In the hypothesis, it was predicted that the wing would do the best, the second best would be the wedge then the sphere and then the block. In the actual experiment, however, the wedge did the best the wing and the sphere were about tied and the block did the worst. It was believed that this happened because the wing was meant to be suspended in mid air for it to work to the full of its potential, but in the experiment, all the experiments were on the ground, which made it perfect conditions for the wedge which was flat on the bottom, good for sliding, and was tall in the back and short in the front, which made it easy to get pushed from the back by the air and slide through the air with the pointy front. It was believed that the wing was designed more for lift than aerodynamics.
It was found interesting to note that the wing, which is used most by airplanes and was designed by scientists, was the most unpredictable, sometimes going fast and sometimes toppling as if it were a block. It was believed that this was because it was meant to achieve lift and not to go straight, because of this and that it was on the ground, the edges were too abrupt and caused toppling.
During the planning stage of the experiment, it sounded easy enough, but once the experiment was actually tried, it was found to have many problems. After looking into these problems, it was realized that the way the shape was attached to the wind tunnel had to be redone. After that the airflow had to be fortified; made sure that no air was escaping and making an alternate current of air flow. To do this, it was needed to completely tape the wind tunnel down, isolating any air pockets and make sure that there was an extended runway.
In doing this experiment, there were certain components that needed to be procured first. These components were an industrial fan, heavy duty plastic sheets, duct tape, coat hanger wire, balsa wood, wood sticks, and a spool of string. In going into this experiment, there also needed to be previous knowledge on the subject. There needed to be research on the different shapes, how to carve them accurately and how to make it so that they all had the same mass.

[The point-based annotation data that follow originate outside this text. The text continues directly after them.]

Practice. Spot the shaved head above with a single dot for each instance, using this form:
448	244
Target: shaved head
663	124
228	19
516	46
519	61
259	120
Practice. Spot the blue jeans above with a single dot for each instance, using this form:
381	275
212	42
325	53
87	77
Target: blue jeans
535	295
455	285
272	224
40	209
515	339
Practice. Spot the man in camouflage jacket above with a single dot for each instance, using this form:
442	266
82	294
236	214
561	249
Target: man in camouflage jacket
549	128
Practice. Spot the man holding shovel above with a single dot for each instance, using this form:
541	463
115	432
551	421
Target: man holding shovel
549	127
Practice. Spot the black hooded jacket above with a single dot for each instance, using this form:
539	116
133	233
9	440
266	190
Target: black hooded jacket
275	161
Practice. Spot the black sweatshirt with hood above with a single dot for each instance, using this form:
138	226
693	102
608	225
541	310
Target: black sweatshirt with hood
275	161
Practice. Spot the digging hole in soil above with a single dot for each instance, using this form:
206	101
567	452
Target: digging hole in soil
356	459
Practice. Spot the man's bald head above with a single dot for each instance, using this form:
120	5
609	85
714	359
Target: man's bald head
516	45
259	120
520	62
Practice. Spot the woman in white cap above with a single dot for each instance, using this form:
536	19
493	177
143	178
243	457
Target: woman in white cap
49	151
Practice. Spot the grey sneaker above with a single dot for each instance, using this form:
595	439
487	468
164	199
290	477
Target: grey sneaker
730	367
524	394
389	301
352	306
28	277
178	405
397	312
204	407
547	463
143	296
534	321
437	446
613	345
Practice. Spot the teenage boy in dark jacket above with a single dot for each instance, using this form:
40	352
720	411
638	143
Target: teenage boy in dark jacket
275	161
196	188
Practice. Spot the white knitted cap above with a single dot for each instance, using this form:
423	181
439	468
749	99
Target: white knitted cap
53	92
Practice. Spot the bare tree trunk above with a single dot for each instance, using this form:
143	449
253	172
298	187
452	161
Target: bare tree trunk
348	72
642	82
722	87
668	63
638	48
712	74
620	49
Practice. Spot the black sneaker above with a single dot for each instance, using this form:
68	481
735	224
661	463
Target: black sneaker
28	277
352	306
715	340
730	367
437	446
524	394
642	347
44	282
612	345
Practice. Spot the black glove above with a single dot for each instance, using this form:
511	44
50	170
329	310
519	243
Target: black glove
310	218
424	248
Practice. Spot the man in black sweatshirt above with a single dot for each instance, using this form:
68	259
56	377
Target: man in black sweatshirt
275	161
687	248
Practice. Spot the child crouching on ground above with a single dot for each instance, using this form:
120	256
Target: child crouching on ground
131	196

Benefit to Community and/or Science:
The knowledge gained from this experiment can help car companies develop cars that are more gas efficient and that are more wind resistant. This can also help consumers in our community know which cars would be best for them, gas efficiency wise, and environmentally wise.Abstract:
A Wind tunnel was constructed consisting of a sheet of plastic over a wire frame. An industrial fan was used to provide the wind current for the experiment. A fan was placed at one end of the wind tunnel and the other was left open. This experiment was conducted to find out what shape was more aerodynamic. Tests were conducted on a sphere, a block, a wedge, and a wing. The mean distance the sphere traveled was 66.15 cm. The mean distance the block traveled was 33.78 cm. The mean distance the wedge traveled was 65b.73cm. The mean distance the wing traveled was 56.15 cm. It was determined that although the wedge seemed to travel the farthest and in a consistently straight line, the sphere was more consistent and its mean was the greatest. The sphere was the best because it had rounded edges which didn't give any more drag on one side than the other, so it would roll and not tumble.